JAKARTA – PT TIMAH (Persero) Tbk kembali mengukuhkan posisinya sebagai pionir pertambangan ramah lingkungan di Indonesia. Perusahaan plat merah ini sukses meraih penghargaan tertinggi PROPER Emas dan Hijau dalam penilaian Program Penilaian Peringkat Kinerja Perusahaan dalam Pengelolaan Lingkungan Hidup (PROPER) periode 2024–2025.
Penghargaan prestisius dari Kementerian Lingkungan Hidup (KLH) ini menjadi bukti nyata bahwa operasional pertambangan skala besar dapat berjalan selaras dengan upaya pelestarian ekosistem secara berkelanjutan.
Predikat PROPER Emas berhasil diraih oleh PT TIMAH Division Processing & Refinery Mentok.
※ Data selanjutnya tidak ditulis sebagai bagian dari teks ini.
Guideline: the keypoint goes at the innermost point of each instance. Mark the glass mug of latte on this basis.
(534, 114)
Penghargaan tersebut diserahkan langsung oleh Menteri Lingkungan Hidup/Kepala Badan Pengendalian Lingkungan Hidup, Hanif Faisol Nurofiq, kepada Wakil Direktur Utama PT TIMAH, Harry Budi Sidharta, pada Selasa (7/4/2026).
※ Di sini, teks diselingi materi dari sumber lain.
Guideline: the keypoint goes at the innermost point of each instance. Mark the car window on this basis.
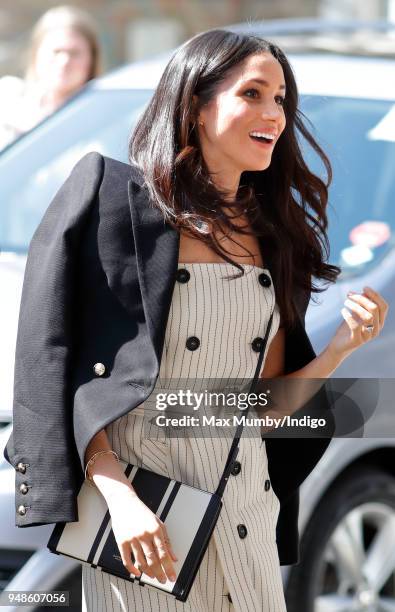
(358, 135)
(33, 169)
Tak hanya emas, PT TIMAH juga memborong predikat PROPER Hijau untuk unit Division Processing & Refinery Kundur serta Division Engineering Operation Excellent (Balai Karya).
Menteri Lingkungan Hidup, Hanif Faisol Nurofiq, menyatakan bahwa mulai tahun 2026, PROPER akan mengalami transformasi besar. Penilaian tidak lagi sekadar pemberian peringkat, melainkan menjadi instrumen pengawasan hukum yang ketat untuk menjaga kedaulatan lingkungan nasional.
“Peringkat ini adalah cerminan kepatuhan dan kontribusi nyata dunia usaha. Namun, ini bukan sekadar simbol, melainkan masalah kedaulatan lingkungan kita. Kami berharap perusahaan terus meningkatkan kinerjanya,” ujar Hanif. Ia juga menekankan pentingnya penguatan pengawasan sejalan dengan pembentukan Badan Pengendalian Lingkungan Hidup melalui Perpres Nomor 183 Tahun 2024.
Merespons pencapaian tersebut, Wakil Direktur Utama PT TIMAH, Harry Budi Sidharta, menegaskan bahwa penghargaan ini adalah suntikan motivasi bagi perusahaan untuk terus memperkuat praktik pertambangan berkelanjutan (sustainable mining).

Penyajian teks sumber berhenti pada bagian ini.